Once the pod configuration is applied, monitor the pod’s status with:

watch kubectl get pods 

Wait for the STATUS to show as Running for a pod. Once the pod is running, you can verify that it is connected as a host for the volume.

(Optional) Encrypt FADA volumes

PX-CSI supports encryption for FADA volumes. To encrypt FADA volumes, create a cluster-wide encryption key and enable encryption in the StorageClass or PVC manifest.

note

Encryption is not supported for FADA raw block volumes.
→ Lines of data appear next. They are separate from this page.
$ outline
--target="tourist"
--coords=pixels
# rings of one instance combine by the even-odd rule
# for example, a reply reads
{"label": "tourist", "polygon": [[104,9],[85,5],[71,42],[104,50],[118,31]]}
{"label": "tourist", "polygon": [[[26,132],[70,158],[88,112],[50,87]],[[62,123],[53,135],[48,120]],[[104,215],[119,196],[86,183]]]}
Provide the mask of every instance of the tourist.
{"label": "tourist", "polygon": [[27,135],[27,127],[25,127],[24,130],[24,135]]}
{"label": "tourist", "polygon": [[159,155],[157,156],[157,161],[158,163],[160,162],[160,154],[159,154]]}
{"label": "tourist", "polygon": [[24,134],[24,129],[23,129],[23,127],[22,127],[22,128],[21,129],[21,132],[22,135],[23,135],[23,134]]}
Create a cluster-wide secret key for encryption

To ensure consistent and secure encryption of PersistentVolumeClaims (PVCs), use a cluster-wide encryption key. This guarantees that all encrypted PVCs in the cluster adhere to a uniform and secure encryption standard. Follow these steps to create the key:

  1. Create a Kubernetes Secret for the encryption key:

    kubectl -n <namespace> create secret generic px-vol-encryption \
    --from-literal=cluster-wide-secret-key=<value>
  2. Configure Portworx CSI to use cluster-wide-secret-key as the default encryption key for all volumes:

    PX_POD=$(kubectl get pods -l name=portworx -n <namespace> -o jsonpath='{.items[0].metadata.name}')
    kubectl exec $PX_POD -n <namespace> -- /opt/pwx/bin/pxctl secrets set-cluster-key \
    --secret cluster-wide-secret-key
note
  • PX-CSI checks for the cluster-wide encryption key in the Portworx namespace by default. If you create it in a different namespace, set the PX_SECRETS_NAMESPACE environment variable in the StorageCluster manifest to specify the correct namespace.
  • If you modify a Kubernetes Secret after creating a cluster-wide encryption key, use the --overwrite flag in the command above to update the key.

Enable encryption

After creating the cluster-wide secret key, follow one of the options below to encrypt FADA volumes:

  • To encrypt all PVCs associated with a StorageClass, enable encryption by setting the secure parameter to true in the StorageClass specification.
  • To encrypt a specific PVC, add the annotation px/secure: "true" in the PVC specification.